Para la maestra cuñada, la sociedad se divide en dos grupos bien definidos: maestras y todo el resto de la población. Las familias, que por supuesto no tienen maestras entre sus miembros, no se preocupan por sus hijas y hay que forzar su asistencia a las necesarias tutorías. A pesar de tener tiempo libre a raudales, prefieren irse a hacer yoga o a merendar al centro comercial que escuchar atentamente los sabios consejos de la maestra de su hija, que es la única persona que se preocupa por su futuro. 

Las maestras cuñadas suelen dar respuestas muy parecidas cuando las familias critican el sistema educativo: 

– Señora, siento que haya tenido tan mala experiencia. 

– Seguro que eres de esas madres que superprotegen a sus hijos y les conviertes en unos inútiles.

– Señora, si su hijo es un vago en clase tendrá que llevar lo que no ha terminado para casa. 

– Las mamis meten a sus hijas a extraescolares mientras que vuelven del curro. Qué desfachatez. 

– El Whatsapp es la agenda de los niñas, y las mamás solo lo usan para criticar a la maestra. Hay que prohibirlos. 

– Finlandia bla bla bla

– Pisa bla bla bla 

– Se ha perdido el respeto y la confianza en las maestras. ¿A los médicos acaso les pides pruebas de que la prescripción va a funcionar?

– Hay que dar siempre la razón a la maestra delante de la niña, aunque no estés de acuerdo con ella (señora, sí señora)

Y así hasta el infinito. Planteamientos muy cuñados que parte de las premisas de que todas las familias son iguales, no poseen ni la más mínima noción de educación, deben estar bajo la supervisión de las maestras  y deben respetar incondicional y ciegamente al cuerpo docente. 

Cuidado, que yo no digo que no vivamos en una sociedad consumidora de televisión y comida basura que habla a los hijos y a las hijas como el del vídeo de la cabra. Que hay familias bastante cuñadas, eso es indiscutible. Y familias pobres, familias con trabajos agotadores y mal pagados, familias monoparentales, familias reconstituidas, familias intelectuales, familias de empresarias con dinero, niños y niñas sin familia. Nuestra sociedad es múltiple, y que las maestras nos trate a todas las familias siguiendo el mismo ideario no funciona nada bien. No puedes exigir a una familia que su hija lleve los materiales escolares si antes no te has informado sobre su situación económica. Ni decirle a una madre lo que tiene que hacer en casa para que su hija mejore su rendimiento si no sabes cuáles son sus circunstancias. Quizás esa madre tenga un turno de tarde y no vea a su hija hasta las 10 de la noche, cuando vuelve agotada de trabajar. O tiene una familia numerosa de la que ocuparse sin ninguna ayuda. 

Pero bueno, menos mal que todas estas cosas solo las hacen las maestras cuñadas. Lo normal es que se preocupen por conocer las circunstancias de sus alumnos y alumnas, atiendan con empatía las preocupaciones de sus familias y adapten sus prácticas docentes a las peculiaridades de cada estudiante. Como debe ser. 

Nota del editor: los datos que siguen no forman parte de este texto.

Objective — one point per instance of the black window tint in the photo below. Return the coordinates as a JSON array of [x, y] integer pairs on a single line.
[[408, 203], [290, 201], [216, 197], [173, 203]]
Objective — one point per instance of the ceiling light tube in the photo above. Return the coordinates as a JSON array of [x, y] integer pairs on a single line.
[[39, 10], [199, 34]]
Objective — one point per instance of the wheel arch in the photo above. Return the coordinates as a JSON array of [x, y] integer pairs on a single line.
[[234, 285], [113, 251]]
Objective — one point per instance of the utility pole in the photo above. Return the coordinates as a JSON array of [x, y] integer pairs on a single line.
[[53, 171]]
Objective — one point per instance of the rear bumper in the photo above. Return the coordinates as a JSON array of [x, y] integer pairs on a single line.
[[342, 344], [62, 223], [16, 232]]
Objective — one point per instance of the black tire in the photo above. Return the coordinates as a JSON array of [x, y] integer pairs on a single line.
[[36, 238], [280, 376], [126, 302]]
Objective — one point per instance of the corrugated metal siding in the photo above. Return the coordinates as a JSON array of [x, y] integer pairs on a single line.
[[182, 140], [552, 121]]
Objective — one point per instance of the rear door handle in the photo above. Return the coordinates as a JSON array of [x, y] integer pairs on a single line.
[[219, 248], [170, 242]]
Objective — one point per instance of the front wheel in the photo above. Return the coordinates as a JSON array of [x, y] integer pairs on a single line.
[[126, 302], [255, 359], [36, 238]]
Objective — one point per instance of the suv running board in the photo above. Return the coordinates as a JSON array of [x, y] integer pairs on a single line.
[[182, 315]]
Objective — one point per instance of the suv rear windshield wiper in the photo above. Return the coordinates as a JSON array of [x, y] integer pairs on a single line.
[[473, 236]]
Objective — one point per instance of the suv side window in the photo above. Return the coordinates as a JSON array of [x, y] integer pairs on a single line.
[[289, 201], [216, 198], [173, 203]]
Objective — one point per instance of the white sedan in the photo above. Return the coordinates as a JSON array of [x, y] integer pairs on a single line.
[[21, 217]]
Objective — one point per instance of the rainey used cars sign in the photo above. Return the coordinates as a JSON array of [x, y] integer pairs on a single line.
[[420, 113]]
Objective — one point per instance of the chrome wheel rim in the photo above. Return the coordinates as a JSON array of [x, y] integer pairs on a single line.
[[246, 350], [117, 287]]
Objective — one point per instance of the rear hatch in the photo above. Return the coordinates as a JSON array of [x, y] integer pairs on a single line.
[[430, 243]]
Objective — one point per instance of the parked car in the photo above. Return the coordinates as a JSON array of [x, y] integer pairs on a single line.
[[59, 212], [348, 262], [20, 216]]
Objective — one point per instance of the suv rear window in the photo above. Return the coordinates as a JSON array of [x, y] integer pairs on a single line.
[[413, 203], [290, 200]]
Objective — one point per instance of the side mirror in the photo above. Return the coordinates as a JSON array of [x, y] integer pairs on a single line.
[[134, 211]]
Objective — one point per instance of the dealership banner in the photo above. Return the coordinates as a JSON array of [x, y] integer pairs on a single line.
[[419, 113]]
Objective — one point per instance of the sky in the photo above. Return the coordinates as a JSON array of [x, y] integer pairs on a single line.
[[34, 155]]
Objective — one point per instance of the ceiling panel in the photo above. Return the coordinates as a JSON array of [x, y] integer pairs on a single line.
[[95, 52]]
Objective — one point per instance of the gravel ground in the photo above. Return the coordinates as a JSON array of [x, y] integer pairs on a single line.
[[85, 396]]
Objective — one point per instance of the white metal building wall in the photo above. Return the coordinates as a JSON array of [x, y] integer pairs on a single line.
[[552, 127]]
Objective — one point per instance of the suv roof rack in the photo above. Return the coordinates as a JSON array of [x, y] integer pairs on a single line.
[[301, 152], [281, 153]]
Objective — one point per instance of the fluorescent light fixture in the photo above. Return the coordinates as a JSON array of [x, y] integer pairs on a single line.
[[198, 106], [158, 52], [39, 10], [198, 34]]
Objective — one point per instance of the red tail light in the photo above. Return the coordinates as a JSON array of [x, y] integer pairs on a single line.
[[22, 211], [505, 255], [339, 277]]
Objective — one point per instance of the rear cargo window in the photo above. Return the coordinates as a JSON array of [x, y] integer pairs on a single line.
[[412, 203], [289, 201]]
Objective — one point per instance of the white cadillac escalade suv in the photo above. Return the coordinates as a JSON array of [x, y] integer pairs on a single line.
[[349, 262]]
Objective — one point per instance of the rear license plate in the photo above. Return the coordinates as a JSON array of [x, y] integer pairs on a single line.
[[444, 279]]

Venga, voy a responder a la encuesta

Tomada de Pixabay.com
Tomada de Pixabay.com

Los de Gestionando Hijos, en colaboración con la Fundación SM, del Grupo SM, sí, los que, entre otras cosas, venden libros de texto, hacen dos encuestas para conocer la relación familia-escuela. Y la hacen, cómo os diría yo… imaginaos que yo hago una encuesta sobre feminismo y hago preguntas en esta línea:

¿Crees que el feminismo es necesario o prefieres la igualdad?

¿Responderíais a esa encuesta? Un poco sesgada ¿verdad?

Bueno, vamos a ver las preguntas, porque creo que merece la pena.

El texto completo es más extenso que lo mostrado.